Die Stipendiatinnen und Stipendiaten erhalten das Stipendium für mindestens zwei Semester und höchstens bis zum Ende der Regelstudienzeit unabhängig von ihrem eigenen oder dem Einkommen ihrer Eltern. Eine verlässliche Förderung ist während der gesamten Studienzeit ebenso gewährleistet wie ein intensiver Kontakt mit Förderern und Mentoren über die gesamte Studienzeit hinweg.
Das Deutschlandstipendium bietet einen neuen Ansatz und ist eine wichtige zusätzliche Säule, die die bestehenden Studienfinanzierungsmöglichkeiten sinnvoll ergänzt. Dass das einkommensunabhängige Fördergeld zusätzlich zu den BAföG-Leistungen vergeben wird und die Mittel nach dem BAföG und das Deutschlandstipendium als zwei sich ergänzende Programme gewertet werden, bei denen die geförderten Studierenden beide Fördermöglichkeiten gleichzeitig ohne Abschläge in Anspruch nehmen können, sorgt vielfach für Kritik. So wird immer wieder gefragt, warum nicht lieber solidarisch das BAföG erhöht werde, anstatt das Geld punktuell in die Förderung besonders begabter Studierender zu stecken. Auch die Frage nach sozialer Gerechtigkeit wird dabei laut. Betrachtet man die BAföG-Thematik jedoch genauer, so fällt auf, dass die für das Deutschlandstipendienprogramm zur Verfügung stehenden Mittel kaum eine spürbare Erhöhung des BAföG auslösen könnten.
Mehrwert durch Bindungen, Motivation und Netzwerke
2011 wurden laut Erhebung des Statistischen Bundesamtes insgesamt 643.578 Studierende durch BAföG gefördert, wobei der finanzielle Aufwand dafür 2.269.706 Euro betrug. Vergleicht man dies mit den für das Deutschlandstipendienprogramm aufgewendeten Mitteln – 2011 wurden 5.375 Stipendien vergeben, dafür wurden laut Statistischem Bundesamt 3.427.986 Euro aufgewendet, zudem unterstützt das Bundesministerium für Bildung und Forschung (BMBF) die Hochschulen beim Fundraising mit einer Akquisepauschale von sieben Prozent der maximal einzuwerbenden Mittel –, so wird deutlich, dass eine Erhöhung des BAföG um diesen Betrag für die einzelnen Geförderten nur einen kaum merklichen Unterschied darstellen würde. Dies gilt auch unter der Bedingung, dass die Zahl der zu vergebenden Deutschlandstipendien in den nächsten Jahren gesteigert werden soll. 2012 hat sie sich bereits auf rund 11.000 geförderte Studierende mehr als verdoppelt, zum kommenden Wintersemester 2013/14 soll die Quote der zu vergebenden Stipendien (diese wird gemessen an der Anzahl der Studierenden pro Hochschule) auf 1,5 Prozent erhöht werden. Demgegenüber bieten die Stipendien einen großen Mehrwert an Bindungen, Motivation und Netzwerken, die zu besseren Studienbedingungen und Studienergebnissen führen.
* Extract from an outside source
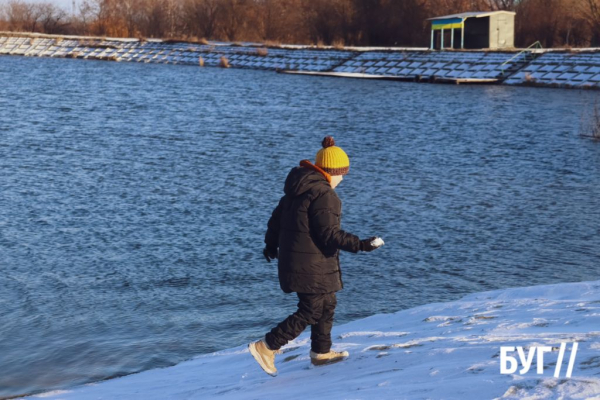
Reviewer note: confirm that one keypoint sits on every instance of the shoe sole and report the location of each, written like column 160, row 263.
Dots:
column 254, row 352
column 317, row 363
Die bereits nach einem Jahr rasant angestiegene Zahl verdeutlicht zudem, dass sich das Deutschlandstipendium bereits an den Hochschulen etabliert hat. Der Kritik, dass die vom Bund zur Verfügung gestellten Mittel nicht genutzt und somit verfallen würden, wurde bereits entgegengewirkt: Ungenutzte Mittel können auf Länderebene an andere Hochschulen umgeleitet werden, die die eigentliche Höchstquote an zu vergebenden Stipendien eigentlich schon erreicht haben. Diese Umverteilung zeigt auch die flexible Gestaltung des Stipendienkonzepts, das eine Anpassung an veränderte Rahmenbedingungen möglich macht.
Nachhaltiges Investment
Das Konzept des Deutschlandstipendiums besticht zudem dadurch, dass eine Hälfte der Stipendiengelder aus Mitteln des Bundes und die andere Hälfte aus Privatmitteln finanziert wird und der Zusammenhalt und die Vernetzung zwischen Hochschulen und Gesellschaft deutlich gestärkt werden. Der Austausch zwischen gesellschaftlichen Gruppen, Wirtschaft und Wissenschaft kann Türen öffnen und neue Möglichkeiten ergeben. Neben den Stipendiatinnen und Stipendiaten wird die gesamte Hochschule von den neu entstandenen Kontakten profitieren. Bereits viele Unternehmen, Stiftungen und Privatpersonen beteiligen sich am Deutschlandstipendium und schaffen so mit ihrem Geld ein nachhaltiges Investment; sie fördern die Entwicklung junger Talente und leisten damit einen wichtigen Beitrag gegen den wachsenden Fachkräftemangel. Zudem bekommen sie die Möglichkeit, bereits früh an potenzielle Fachkräfte heranzutreten und sich als Arbeitgeber zu präsentieren. Für den Aufbau eines Stipendienwesens in Deutschland ist die Einführung des Deutschlandstipendiums ein Schritt in die richtige Richtung. Jeder erhält die Möglichkeit, Verantwortung zu übernehmen und sich als Förderer für Bildung und junge Talente von morgen zu engagieren, während diese dabei unterstützt werden, ihre Potenziale zu entfalten. Unbezahlbar sind zudem die neuen Impulse, die beide Seiten durch den persönlichen Austausch gewinnen können. Somit entsteht eine Win-Win-Situation für alle Beteiligten. Inzwischen bieten schon zwei Drittel der deutschen Hochschulen das Deutschlandstipendium an, rund hundert konnten 2012 die entsprechenden Mittel einwerben und die Förderhöchstquote von 1,0 Prozent zugunsten ihrer Studierenden ausschöpfen. Zukünftig erkennen sicherlich noch weitere Hochschulen sowie potenzielle Förderer die Chancen des Stipendienprogramms. Das Deutschlandstipendium ist auf dem besten Wege, eine Erfolgsgeschichte zu werden.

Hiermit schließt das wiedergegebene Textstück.